In contrast to the glacier, the land that the glacier releases through its retreat is much less well studied. The glacier foreland was placed under protection together with the glacier in 1992 as an important floodplain landscape in Switzerland.

Land released by the ice and material deposited by the glacier is not sterile, but the soil is barely developed. The first pioneers are often various types of algae, lichens, mosses and plant species that can live on unstable ground. The soil develops with the help of plants and soil organisms. Depending on the altitude of the terrain, the first forest trees appear after 80 to 100 years, and after 100 to 150 years a sparse forest grows. These successions of vegetation stages are called succession. However, such succession can also be blocked or altered if the developing soil is too dry or too moist. Plant communities other than forest then establish themselves and a dynamic mosaic landscape is created. If the ice-free land is above the tree line, it takes around 300 years for the bare glacier foreland to develop into a closed alpine lawn.

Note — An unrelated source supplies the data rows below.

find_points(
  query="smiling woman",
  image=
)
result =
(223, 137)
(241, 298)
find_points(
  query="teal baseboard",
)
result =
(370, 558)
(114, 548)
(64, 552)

What is very striking about the glacier forefield in Gletsch is that there are no trees in the oldest part of the glacier forefield (near Gletsch). Only in the rear, younger part of the glacier forefield are larches in particular to be found. Spruce trees are also rather rare in the glacier forefield. Valuable alluvial and scree communities are found near the glacial stream. For willow specialists (Salix sp.), the foreland is a veritable Eldorado. In recent decades, however, it has been observed that the green alder, due to its strong presence in the entire valley basin, is also overgrowing and displacing the special alluvial meadows with various willowherb species (Epilobium sp.) in the glacier foreland.


In the fens, where trees cannot grow due to waterlogging and herbaceous plants find it difficult to absorb nutrients, there are plant species that catch and digest small insects to meet their nitrogen requirements (Drosera and Pinguicula species). In total, over 350 higher plant species occur between the Rhone Glacier and Gletsch.


The vegetation sequences in the foreland of the Rhone Glacier are more complicated and do not adhere to the succession lines described in textbooks. This variety of different stages of development gives the Rhone Glacier foreland a special charm and is probably unique in the Alpine region.



It is well worth taking the time to observe nature here. There is much to discover in this special landscape.